The tools are similar, but there’s lots of differences. The body on the Forester is a blend of different materials, grippy softer rubber at the edges and patched on the faces with a more regular hard plastic making up the faces. Should hit the floor safer and stay in a wet hand better too I hope.
The tools are all genuinely useful ones, only the corkscrew gathers a little dust with me. The saw blade is genius, mine is white with plasterboard dust, and it’s strong too, I regularly saw wood with it, notching floor or skirting boards with it. It’s not there for show, it’s a real blade, its small size means it heats up, so as long as you’re patient you’re fine.
The big locking blade on the Forester is different, it’s a one-handed affair, that big eye lets you open it in your palm with thumb and forefinger. Closing is a careful two-handed operation, the locking mechanism is a sprung leaf which you hold clear to close the blade.

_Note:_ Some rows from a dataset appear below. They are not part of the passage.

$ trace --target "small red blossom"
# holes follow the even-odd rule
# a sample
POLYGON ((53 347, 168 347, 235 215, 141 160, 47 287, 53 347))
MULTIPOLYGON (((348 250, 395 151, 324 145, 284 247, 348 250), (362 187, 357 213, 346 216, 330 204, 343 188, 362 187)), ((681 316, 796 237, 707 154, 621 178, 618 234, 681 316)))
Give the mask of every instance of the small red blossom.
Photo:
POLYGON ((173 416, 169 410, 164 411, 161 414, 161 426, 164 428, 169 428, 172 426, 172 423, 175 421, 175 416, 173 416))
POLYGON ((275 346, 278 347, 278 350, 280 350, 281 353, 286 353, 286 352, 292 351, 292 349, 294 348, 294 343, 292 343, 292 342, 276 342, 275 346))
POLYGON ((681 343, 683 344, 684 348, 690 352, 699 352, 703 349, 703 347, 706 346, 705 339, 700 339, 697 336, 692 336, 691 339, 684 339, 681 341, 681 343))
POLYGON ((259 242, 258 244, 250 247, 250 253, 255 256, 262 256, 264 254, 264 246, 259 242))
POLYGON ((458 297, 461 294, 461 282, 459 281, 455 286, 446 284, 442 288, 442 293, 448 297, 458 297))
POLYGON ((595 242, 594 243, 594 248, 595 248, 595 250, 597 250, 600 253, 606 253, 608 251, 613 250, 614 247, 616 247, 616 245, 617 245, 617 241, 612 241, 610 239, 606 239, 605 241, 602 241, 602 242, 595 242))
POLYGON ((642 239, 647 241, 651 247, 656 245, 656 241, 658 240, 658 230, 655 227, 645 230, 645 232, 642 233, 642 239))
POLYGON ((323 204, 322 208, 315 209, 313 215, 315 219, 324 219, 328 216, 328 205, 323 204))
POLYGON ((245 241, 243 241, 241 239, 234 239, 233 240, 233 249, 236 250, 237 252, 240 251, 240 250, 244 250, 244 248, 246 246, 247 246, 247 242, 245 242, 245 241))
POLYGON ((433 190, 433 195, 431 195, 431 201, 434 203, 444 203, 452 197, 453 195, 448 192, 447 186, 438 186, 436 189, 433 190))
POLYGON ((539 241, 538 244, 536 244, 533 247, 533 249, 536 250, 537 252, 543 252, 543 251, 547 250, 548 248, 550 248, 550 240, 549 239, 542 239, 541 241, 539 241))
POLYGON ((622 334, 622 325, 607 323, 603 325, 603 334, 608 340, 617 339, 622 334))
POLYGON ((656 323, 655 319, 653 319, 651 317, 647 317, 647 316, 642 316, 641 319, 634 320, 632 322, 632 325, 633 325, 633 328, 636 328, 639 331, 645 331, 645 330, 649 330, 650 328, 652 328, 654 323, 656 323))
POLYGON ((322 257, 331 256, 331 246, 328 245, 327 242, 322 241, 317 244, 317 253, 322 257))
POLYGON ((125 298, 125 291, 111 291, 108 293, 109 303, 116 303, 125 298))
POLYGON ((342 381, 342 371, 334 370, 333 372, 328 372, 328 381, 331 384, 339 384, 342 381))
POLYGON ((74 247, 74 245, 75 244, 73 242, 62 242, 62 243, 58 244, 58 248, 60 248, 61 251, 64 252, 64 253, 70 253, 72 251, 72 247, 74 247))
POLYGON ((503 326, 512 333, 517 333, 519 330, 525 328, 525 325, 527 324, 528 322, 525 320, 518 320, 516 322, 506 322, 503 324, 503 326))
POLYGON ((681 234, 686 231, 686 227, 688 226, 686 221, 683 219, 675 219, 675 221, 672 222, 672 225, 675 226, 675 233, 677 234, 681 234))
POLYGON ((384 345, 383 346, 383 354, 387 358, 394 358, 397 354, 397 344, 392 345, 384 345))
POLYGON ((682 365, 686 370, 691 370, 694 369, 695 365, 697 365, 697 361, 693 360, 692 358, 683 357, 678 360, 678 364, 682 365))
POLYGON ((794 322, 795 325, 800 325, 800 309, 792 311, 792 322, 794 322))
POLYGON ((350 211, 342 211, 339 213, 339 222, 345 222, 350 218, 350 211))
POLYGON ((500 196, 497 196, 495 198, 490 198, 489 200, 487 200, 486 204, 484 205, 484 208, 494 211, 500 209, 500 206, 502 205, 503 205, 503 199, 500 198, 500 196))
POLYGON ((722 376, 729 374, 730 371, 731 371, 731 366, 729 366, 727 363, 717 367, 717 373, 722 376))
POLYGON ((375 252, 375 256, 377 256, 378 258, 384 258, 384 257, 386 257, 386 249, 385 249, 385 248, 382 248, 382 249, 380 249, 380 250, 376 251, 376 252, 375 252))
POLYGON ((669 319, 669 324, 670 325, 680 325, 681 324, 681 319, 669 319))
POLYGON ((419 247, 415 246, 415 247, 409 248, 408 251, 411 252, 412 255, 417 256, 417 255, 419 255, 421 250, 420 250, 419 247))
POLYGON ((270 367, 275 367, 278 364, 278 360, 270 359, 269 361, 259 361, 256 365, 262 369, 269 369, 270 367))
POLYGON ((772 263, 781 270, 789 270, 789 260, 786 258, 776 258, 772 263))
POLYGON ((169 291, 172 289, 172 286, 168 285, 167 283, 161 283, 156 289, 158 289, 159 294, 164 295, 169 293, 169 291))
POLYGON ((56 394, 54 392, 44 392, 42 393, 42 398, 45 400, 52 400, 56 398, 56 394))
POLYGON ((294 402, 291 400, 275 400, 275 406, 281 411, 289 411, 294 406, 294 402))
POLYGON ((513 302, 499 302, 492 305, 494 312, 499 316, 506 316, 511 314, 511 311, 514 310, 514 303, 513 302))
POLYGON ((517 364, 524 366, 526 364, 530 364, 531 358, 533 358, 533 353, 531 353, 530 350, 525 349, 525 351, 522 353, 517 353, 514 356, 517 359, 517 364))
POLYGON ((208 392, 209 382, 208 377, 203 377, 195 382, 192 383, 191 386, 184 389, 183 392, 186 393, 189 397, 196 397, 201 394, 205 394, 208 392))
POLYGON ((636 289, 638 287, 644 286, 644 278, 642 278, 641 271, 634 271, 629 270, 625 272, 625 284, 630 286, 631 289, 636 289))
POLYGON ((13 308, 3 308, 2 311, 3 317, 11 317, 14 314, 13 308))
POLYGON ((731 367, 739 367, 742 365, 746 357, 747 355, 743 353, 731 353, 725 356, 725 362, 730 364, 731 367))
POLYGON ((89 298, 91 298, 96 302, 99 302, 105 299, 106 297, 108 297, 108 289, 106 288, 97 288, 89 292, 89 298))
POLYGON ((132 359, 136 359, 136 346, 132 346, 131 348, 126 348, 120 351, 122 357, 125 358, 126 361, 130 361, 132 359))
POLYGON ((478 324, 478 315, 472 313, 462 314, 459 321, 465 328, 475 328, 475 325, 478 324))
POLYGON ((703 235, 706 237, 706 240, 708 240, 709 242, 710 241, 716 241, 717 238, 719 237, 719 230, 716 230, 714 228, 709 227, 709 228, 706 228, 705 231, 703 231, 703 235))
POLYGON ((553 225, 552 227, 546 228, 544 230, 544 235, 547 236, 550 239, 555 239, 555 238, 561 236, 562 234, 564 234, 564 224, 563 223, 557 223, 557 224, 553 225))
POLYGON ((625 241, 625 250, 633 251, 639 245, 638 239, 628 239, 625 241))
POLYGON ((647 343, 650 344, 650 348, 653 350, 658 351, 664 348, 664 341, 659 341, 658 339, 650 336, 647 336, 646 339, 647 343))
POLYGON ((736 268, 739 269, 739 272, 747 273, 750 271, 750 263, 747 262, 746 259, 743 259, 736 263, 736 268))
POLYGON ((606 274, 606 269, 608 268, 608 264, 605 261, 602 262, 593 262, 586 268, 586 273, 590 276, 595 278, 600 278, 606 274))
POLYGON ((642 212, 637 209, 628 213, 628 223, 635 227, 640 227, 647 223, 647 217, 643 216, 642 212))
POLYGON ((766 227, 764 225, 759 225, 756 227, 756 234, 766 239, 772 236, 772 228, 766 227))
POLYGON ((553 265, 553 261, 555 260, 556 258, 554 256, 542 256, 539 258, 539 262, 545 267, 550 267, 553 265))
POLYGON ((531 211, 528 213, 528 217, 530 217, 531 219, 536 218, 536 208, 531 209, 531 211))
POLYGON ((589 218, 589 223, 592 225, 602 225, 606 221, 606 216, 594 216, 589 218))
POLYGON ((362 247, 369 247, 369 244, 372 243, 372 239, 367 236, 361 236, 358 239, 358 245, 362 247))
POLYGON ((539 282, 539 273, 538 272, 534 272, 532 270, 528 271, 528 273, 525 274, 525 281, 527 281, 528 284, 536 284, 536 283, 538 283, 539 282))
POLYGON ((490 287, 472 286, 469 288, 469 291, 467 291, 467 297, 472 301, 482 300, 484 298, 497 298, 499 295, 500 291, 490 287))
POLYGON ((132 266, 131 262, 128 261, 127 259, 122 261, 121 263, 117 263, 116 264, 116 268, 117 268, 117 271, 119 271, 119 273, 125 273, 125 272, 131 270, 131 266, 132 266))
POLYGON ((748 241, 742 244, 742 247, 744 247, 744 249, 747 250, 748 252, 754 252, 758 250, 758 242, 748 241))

The reamer and screwdrivers all work, fit the screws they’re supposed to and are tough. I’ll say it again, it’s a real tool, not something you get in your Christmas stocking that you keep in a drawer.
The Forester doensn’t have the little tweasers and tooth pick hidden in the handle that I’m used to, but I can live with that if the design has the same longevity as the Rucksack.
As I’ve got some wood burning stoves in for test (more later) this is going out to play as well as to work. I’ll be back.